Sacrificing a bishop

One day
I would like to take
Both my hands
(For I consider life
Itself too dear to lose)
Dip them in Petrol
Then set them alight
With a candle flame
And dedicate them
To those who acted
While I wept and wrote.
 

-Maimed Jam

So it happened. Someone rose to make his ultimate protest. Knowing how his people wept, 66-year-old John Joseph, a Roman Catholic Bishop for 17 years, shot himself to death. He was one among the protestors of Pakistan´s tyrannical blasphemy laws. He was engaged with others like him to push the protest to its ultimate limits but mere opposition was of no use. The state authorities would not budge one bit. The pressure of fundamentalism was at its height.

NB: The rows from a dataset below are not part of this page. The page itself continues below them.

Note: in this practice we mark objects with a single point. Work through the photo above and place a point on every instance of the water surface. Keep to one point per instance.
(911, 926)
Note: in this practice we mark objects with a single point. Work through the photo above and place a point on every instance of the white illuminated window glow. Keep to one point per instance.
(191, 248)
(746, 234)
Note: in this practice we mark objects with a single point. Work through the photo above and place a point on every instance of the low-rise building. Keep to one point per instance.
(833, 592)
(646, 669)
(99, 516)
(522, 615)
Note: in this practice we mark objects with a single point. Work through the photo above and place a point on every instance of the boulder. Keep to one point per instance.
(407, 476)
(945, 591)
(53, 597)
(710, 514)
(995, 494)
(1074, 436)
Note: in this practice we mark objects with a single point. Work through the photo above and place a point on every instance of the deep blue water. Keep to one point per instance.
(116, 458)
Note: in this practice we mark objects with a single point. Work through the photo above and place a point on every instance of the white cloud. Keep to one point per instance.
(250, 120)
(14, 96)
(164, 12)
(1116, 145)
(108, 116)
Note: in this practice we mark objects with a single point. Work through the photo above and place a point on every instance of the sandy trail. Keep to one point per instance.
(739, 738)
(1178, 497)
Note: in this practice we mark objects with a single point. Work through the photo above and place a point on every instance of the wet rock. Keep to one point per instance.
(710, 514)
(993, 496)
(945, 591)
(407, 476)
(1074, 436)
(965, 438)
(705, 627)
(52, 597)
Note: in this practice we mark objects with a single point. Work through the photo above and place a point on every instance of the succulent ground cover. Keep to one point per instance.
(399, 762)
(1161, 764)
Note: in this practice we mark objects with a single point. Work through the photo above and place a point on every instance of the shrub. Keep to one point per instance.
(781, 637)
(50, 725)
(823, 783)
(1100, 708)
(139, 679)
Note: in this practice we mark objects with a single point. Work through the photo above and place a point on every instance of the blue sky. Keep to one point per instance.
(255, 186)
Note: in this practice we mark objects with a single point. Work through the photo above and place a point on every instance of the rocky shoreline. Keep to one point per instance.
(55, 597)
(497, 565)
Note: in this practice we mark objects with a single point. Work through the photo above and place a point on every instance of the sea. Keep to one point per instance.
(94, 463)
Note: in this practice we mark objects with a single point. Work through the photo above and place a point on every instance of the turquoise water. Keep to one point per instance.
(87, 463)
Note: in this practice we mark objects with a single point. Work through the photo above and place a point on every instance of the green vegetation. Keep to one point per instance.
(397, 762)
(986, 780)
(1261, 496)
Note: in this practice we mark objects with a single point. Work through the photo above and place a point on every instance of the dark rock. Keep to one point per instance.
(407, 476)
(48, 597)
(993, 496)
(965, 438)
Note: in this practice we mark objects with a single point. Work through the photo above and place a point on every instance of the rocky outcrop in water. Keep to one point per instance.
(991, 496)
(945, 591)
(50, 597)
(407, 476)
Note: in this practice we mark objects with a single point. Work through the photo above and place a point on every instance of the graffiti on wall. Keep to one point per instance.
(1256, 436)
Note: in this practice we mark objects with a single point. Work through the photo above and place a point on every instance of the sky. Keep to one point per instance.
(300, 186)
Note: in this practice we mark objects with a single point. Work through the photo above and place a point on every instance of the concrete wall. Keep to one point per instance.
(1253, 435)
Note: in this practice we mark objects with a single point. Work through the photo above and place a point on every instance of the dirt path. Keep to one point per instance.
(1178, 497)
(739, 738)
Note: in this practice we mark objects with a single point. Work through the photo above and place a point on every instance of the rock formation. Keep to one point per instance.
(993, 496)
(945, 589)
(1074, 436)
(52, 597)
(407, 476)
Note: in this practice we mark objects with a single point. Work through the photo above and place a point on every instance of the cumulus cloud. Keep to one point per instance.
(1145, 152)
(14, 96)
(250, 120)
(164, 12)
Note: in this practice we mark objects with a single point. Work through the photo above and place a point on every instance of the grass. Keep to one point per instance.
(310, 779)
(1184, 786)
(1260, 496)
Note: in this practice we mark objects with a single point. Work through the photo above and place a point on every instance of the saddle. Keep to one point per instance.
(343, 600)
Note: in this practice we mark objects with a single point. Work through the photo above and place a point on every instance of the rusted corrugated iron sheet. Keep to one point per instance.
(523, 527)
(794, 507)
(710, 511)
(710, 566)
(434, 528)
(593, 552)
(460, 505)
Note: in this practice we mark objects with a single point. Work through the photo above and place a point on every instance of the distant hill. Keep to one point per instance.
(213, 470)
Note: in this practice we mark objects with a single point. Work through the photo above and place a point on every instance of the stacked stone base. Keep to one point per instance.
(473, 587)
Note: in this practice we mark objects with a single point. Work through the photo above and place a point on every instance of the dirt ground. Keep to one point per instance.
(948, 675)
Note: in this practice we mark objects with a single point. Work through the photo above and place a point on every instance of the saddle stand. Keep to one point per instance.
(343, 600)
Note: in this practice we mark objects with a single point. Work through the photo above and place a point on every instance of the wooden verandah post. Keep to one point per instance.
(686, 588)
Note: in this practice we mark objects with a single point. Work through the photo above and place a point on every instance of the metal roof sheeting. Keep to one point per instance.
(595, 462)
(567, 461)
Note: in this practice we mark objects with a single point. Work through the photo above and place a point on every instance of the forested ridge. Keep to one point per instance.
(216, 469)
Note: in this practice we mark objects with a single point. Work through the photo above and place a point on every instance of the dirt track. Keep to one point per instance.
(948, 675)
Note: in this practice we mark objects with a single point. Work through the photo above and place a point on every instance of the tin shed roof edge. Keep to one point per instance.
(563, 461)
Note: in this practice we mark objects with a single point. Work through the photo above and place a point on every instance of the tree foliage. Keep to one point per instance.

What the protestors asked for was what people in most countries had and took for granted. They asked that the country´s blasphemy laws incorporated in the penal code be removed and with it the unjust discrimination against the non-Muslim.

The protest went on for years but cases under the blasphemy law continued. Sometimes victims went into hiding and others like Bishop John Joseph helped them to survive. But not every one could be saved. Mobs acting under the instructions of manipulators attacked and killed some. It was just a few months back that two people were attacked in front of the sessions court of Sahiwal town in the province of Punjab, and one of them was killed. It was on the very spot where this man was killed, that Bishop John Joseph sacrificed his life.

Some seem to find it difficult to understand the Bishop´s final action, though they claim that they do sympathise with his cause. This is a convenient way of trying to forget the very message of this revered Bishop.

As a Roman Catholic cleric he knew very well the Catholic teachings against suicide. When deciding to ignore these he would not have done so lightly. His was not a hasty decision. He had warned about it indirectly. He had warned the government that if the blasphemy laws were not repealed, he would protest in an astonishing way. At international gatherings he had said the people would protest and the protest would take different forms. His was thus a long contemplated deliberate act of protest.

Would any other form of protest have mattered? There had been many years of letter writings, national and international seminars, prayer meetings, publications and everything else that usually go under the name of protests. Nothing worked. Cynical games of harassment, intimidation and cruelty continued, and even the courts were used for such purposes. On 26 April 1998, the courts sentenced another man, Ayub Masih to death. As in other cases, the victim was accorded no due legal rights.

The challenge then was either do something that mattered or just bow to the situation. Bishop John Joseph was no hypocrite. As chairperson of the National Justice and Peace Commission, he was well known for his human rights activism.

But there comes a time when mere activism would no longer suffice. Instead of exposing the poor and the weak to any more attacks, it was time for a leader to face the challenge. He would take the suffering of his people on himself. Thus on 6 May, Bishop John Joseph offered his life on behalf of those he led.

His sacrifice poses a challenge to the leaders of the Christian community in his own country and outside. The questions he has left behind are these: will you just sit and watch or engage only in gestures that do not really matter, or will you do something meaningful for people who are so unjustly treated? Bishop John Joseph did what he thought he had to. Can anyone in Pakistan sit easy?